Stock Option Vending MachineEvery year in December and January I go through the same cycle for all the boards I’m on. It’s the annual bonus, next year bonus plan, option grant refresh cycle. For many management teams, especially in rapidly growing, or mature companies, it’s an important part of their existence as culturally we’ve oriented compensation, bonuses, and future compensation around an annual cycle.

I embrace this – my goal is to help these entrepreneurs and management teams win. I know compensation is an important part of the feedback / reward loop. While I’ve occasionally had conflict over compensation, and I’ve had a few CEOs I work with tell me they feel like it’s an uncomfortable discussion, my own perception of my behavior is that I’m a softy. If things are going well, I am supportive of anything that’s reasonable. And, having thousands of data points over the past 17 years, I’ve got a good calibration on reasonable.

One thing, however, has always baffled me. I’ve never really understood why the majority of stock option refresh grants are stacked grants mid-way through the granting process.

Let me give an example. Assume you hire someone and grant them 10,000 options with monthly vesting of four years with a one year cliff. That means that after one year, they get 25% of their options and then start vesting the remaining options monthly at a rate of 1/48 (208.3 options / month, or 2,500 / year.) On day 1 of year 3, the person has vested 50% of their options, or 5,000 of them and still has 5,000 left to vest. This person is doing great so management puts them in the annual option refresh cycle. Now, the company has increased in value, as has the option strike price, so the refresh grant is determined to be 25% of the original grant – or 2,500 options vesting monthly over four years, or 625 options per year.

Now, in year 3 the employee in question vests a total of 3,125 options, in year 4 they vest a total of 3,125 options, in year 5 they now vest 625 options, and in year 6 they vest 625 options. This makes no sense to me. You just changed their first four year vesting package from 10,000 options to 11,250 options (2,812.5 options per year) and then left them with 625 in years 5 and 6. This is a bonus in years 3 and 4 and a refresh in years 5 and 6.

Instead, why not grant them the new 2,500 options that vest in two years –  50% in year 5 and 50% in year 6. So now, they once again have 2,500 options per year for years 1 to 4 and 1,250 options vesting in years 5 and 6. This is a refresh in years 5 and 6.

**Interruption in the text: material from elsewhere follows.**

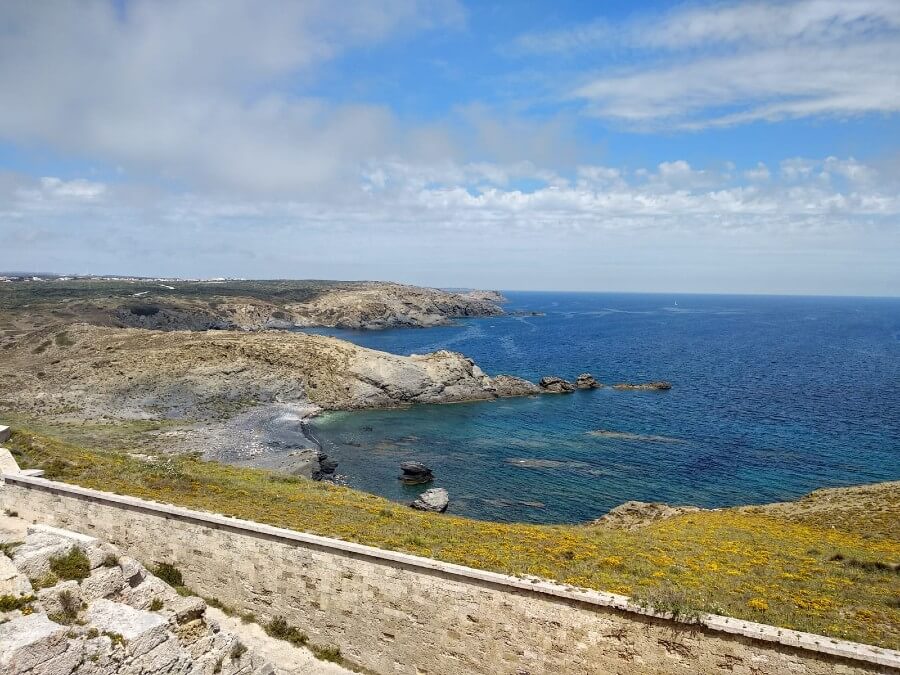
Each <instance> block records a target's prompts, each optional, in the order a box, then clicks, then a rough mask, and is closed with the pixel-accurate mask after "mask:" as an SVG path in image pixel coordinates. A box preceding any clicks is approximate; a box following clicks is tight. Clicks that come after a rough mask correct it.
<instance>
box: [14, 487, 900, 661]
mask: <svg viewBox="0 0 900 675" xmlns="http://www.w3.org/2000/svg"><path fill="white" fill-rule="evenodd" d="M0 478H2V480H3V481H4V482H7V483H10V484H12V485H18V486H20V487H25V488H29V489H38V490H44V491H49V492H55V493H62V494H66V495H71V496H75V497H79V498H84V499H88V500H93V501H98V502H103V503H106V504H111V505H114V506H120V507H124V508H130V509H134V510H139V511H144V512H147V513H152V514H157V515H160V516H162V517H164V518H169V517H171V518H177V519H179V520H185V521H190V522H195V523H199V524H205V525H208V526H210V527H212V528H227V529H230V530H232V531H236V532H241V533H244V534H247V535H249V536H260V537H263V538H267V539H275V540H278V541H281V542H285V543H293V544H305V545H308V546H312V547H315V548H320V549H325V550H328V551H337V552H341V553H343V554H345V555H351V556H358V557H362V558H367V559H369V560H374V561H376V562H380V563H382V564H387V565H391V564H394V565H397V564H399V565H401V566H403V567H407V568H411V569H414V570H418V571H422V572H425V573H435V572H436V573H439V574H441V575H445V576H448V577H451V578H454V579H456V580H460V581H463V582H469V583H472V582H474V583H477V584H486V585H490V586H494V587H499V588H501V589H507V590H509V589H515V590H516V591H524V592H527V593H533V594H536V595H543V596H551V597H554V598H560V599H564V600H568V601H575V602H577V603H582V604H586V605H593V606H595V607H603V608H611V609H614V610H619V611H622V612H626V613H630V614H637V615H642V616H646V617H652V618H657V619H662V620H666V621H670V622H673V623H679V624H684V625H686V626H699V627H704V628H707V629H708V630H710V631H712V632H721V633H729V634H732V635H739V636H742V637H746V638H750V639H753V640H760V641H763V642H771V643H776V644H779V645H784V646H786V647H793V648H795V649H801V650H806V651H811V652H818V653H821V654H828V655H830V656H837V657H840V658H844V659H849V660H852V661H862V662H865V663H871V664H876V665H879V666H888V667H891V668H900V651H896V650H893V649H885V648H882V647H876V646H873V645H866V644H861V643H858V642H850V641H848V640H839V639H837V638H830V637H827V636H824V635H816V634H814V633H803V632H800V631H795V630H791V629H788V628H779V627H777V626H770V625H767V624H761V623H755V622H753V621H745V620H743V619H735V618H733V617H727V616H721V615H718V614H701V615H699V616H698V617H697V618H696V619H695V620H691V619H687V618H683V617H679V616H675V615H673V614H672V613H670V612H660V611H657V610H654V609H653V608H651V607H646V606H642V605H639V604H637V603H635V602H632V600H631V599H630V598H628V597H626V596H624V595H617V594H615V593H606V592H603V591H596V590H590V589H583V588H576V587H574V586H568V585H565V584H560V583H557V582H553V581H549V580H546V579H540V578H538V577H514V576H510V575H507V574H500V573H498V572H488V571H486V570H479V569H475V568H472V567H465V566H463V565H457V564H454V563H448V562H443V561H440V560H434V559H432V558H422V557H420V556H415V555H410V554H408V553H401V552H399V551H389V550H386V549H380V548H376V547H374V546H366V545H364V544H357V543H354V542H349V541H343V540H341V539H333V538H330V537H322V536H319V535H315V534H308V533H306V532H299V531H296V530H288V529H285V528H281V527H275V526H272V525H265V524H262V523H256V522H253V521H249V520H242V519H240V518H234V517H231V516H225V515H222V514H218V513H209V512H204V511H194V510H192V509H187V508H184V507H181V506H174V505H172V504H166V503H162V502H155V501H150V500H146V499H140V498H138V497H130V496H127V495H117V494H113V493H111V492H101V491H99V490H92V489H90V488H84V487H81V486H78V485H72V484H69V483H61V482H57V481H51V480H48V479H45V478H38V477H34V476H27V475H23V474H3V475H0Z"/></svg>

The key difference is you are separating the “refresh grant” from a bonus, or retrading, of the hire grant. Now, I’m totally supportive of giving people bonus grants – if someone is doing an awesome job and they deserve more options in year 3 and year 4, do that. But that’s separate from a refresh, especially if your goal is to make sure there is always plenty of future options vesting.

The reason companies do the refresh in year 3 instead of year 5 is that – assuming success – the strike price of the option in year 3 will be lower. So the “value” of the option theoretically is higher if you grant it earlier since you get to lock in a lower strike price, especially against the uncertainty of where the strike price will be in two years. So that’s perfectly rational, but the idea of stacking the refresh grant on the old grant is not.

I’m not pushing to implement this in 2013 since I’m at the tail end of the refresh cycle with many of the companies I’m an investor in and just recently realized why the way refresh grants historically have been done didn’t make sense to me. And it shouldn’t make sense to the management team either – their goal and my goal is aligned – get plenty of future option value locked via vesting as a reward and retention tool.

I’m open to hearing why this doesn’t make sense. I just read it again and realize it’s confusing, as is almost every conversation I have with a management team around what, how, and why they are refreshing options. So – tell me what you do – and why – as I try to make this explanation / approach simpler.